Bastam os primeiros acordes da famosa canção para que se desenhe a cena: em uma praia de areias claras, uma mulher estonteante desfila seu doce balanço, a caminho do mar. Embora Garota de Ipanema não tenha instituído o clichê da mulher brasileira, seu sucesso ajudou a difundir determinada imagem do Brasil. A expectativa sobre a sensualidade da mulher brasileira varia, rapidamente, de instigante a reprovável de acordo com a mulher e com o interesse do interlocutor. As doze obras reunidas nesta exposição desafiam este estereótipo e abrem uma porta para a multiplicidade de realidades vividas em um país vasto como o Brasil.

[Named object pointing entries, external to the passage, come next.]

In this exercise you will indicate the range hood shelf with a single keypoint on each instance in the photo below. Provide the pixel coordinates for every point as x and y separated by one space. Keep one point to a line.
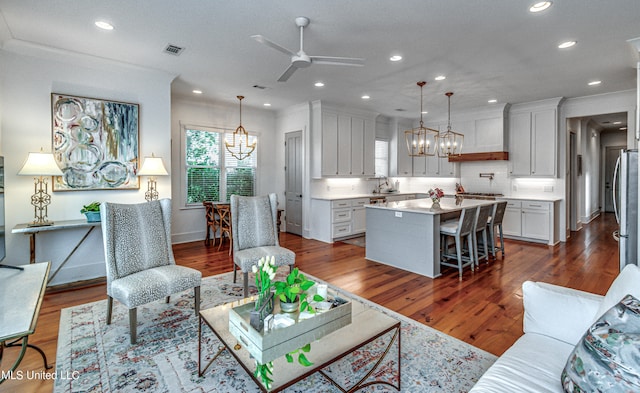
489 156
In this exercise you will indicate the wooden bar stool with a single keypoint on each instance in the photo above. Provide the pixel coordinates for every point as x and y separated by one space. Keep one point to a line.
460 230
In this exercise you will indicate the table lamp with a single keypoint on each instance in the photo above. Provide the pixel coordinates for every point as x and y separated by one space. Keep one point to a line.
40 164
152 167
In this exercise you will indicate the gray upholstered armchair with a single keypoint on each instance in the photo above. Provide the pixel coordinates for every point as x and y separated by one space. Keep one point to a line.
140 264
255 234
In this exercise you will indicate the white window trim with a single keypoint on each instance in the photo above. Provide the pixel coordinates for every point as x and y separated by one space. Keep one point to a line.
183 167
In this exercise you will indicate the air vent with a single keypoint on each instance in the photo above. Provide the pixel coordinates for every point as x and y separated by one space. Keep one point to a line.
173 50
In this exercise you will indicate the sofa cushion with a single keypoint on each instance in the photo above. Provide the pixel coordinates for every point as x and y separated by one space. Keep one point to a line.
607 359
558 312
627 283
533 364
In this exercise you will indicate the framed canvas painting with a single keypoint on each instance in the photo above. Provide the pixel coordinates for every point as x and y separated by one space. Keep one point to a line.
95 143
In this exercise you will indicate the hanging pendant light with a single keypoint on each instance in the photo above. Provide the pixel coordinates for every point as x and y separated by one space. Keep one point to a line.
450 142
239 146
421 141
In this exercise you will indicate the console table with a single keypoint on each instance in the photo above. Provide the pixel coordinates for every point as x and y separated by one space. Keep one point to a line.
21 294
58 225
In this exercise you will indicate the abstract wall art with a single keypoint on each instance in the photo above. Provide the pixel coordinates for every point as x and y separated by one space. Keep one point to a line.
95 143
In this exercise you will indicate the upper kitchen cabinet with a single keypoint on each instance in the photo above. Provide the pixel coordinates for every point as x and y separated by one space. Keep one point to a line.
342 142
533 136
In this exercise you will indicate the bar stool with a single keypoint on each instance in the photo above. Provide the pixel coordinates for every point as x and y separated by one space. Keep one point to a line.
482 217
495 222
459 229
224 223
211 222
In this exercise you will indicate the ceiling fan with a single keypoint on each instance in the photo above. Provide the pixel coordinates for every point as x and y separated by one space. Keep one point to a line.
301 59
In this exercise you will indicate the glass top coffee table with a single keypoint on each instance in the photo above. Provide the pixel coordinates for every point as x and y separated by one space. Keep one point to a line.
367 325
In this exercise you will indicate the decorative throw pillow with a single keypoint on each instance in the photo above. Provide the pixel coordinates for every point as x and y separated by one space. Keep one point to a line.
607 359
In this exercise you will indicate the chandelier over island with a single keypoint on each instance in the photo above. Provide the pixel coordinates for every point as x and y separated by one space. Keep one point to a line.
421 141
240 148
449 142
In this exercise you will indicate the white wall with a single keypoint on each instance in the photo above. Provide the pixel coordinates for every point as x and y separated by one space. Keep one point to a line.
29 75
189 222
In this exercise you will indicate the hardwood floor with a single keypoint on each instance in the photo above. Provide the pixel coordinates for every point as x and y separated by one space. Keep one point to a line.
484 309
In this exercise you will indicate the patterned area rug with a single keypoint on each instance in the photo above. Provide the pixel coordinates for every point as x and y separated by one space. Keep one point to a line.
94 357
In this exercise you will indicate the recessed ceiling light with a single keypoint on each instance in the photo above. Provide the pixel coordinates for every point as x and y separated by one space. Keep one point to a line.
566 44
540 6
104 25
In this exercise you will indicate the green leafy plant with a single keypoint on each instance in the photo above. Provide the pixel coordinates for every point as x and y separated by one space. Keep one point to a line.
92 207
294 288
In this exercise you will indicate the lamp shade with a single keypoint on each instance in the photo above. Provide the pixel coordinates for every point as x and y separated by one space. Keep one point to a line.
40 164
152 166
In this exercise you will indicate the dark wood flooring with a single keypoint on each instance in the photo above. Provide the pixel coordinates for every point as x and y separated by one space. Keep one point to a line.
484 309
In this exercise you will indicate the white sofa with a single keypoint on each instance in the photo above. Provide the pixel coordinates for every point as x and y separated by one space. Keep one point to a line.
555 319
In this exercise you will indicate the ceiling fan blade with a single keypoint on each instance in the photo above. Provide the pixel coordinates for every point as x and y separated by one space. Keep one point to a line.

A fantasia do Brasil como país cujo território e cujas mulheres podem ser explorados foi impulsionada por propagandas incentivando o turismo durante a segunda metade do século XX e por falas como a do presidente Jair Bolsonaro em 2019 (“quem quiser vir aqui fazer sexo com uma mulher, fique à vontade”). Esta ideia reitera um brutal processo de colonização. A objetificação e o apagamento das populações indígenas não são exclusivos do Brasil, mas deixou ali marcas indeléveis: séculos depois, indígenas seguem lutando pelo direito à terra. A obra Indiogente, Indigente, Indigen-a-te de Arissana Pataxó joga luz sobre um processo de colonização que, sob o pretexto da “civilização”, fez desumanizar indígenas e classificá-los como hipersexualizados e selvagens. A filósofa brasileira Sueli Carneiro resume o impacto deste período na formação do Brasil afirmando que a violência sexual colonial é “o ‘cimento’ de todas as hierarquias de gênero e raça presentes em nossas sociedades”2.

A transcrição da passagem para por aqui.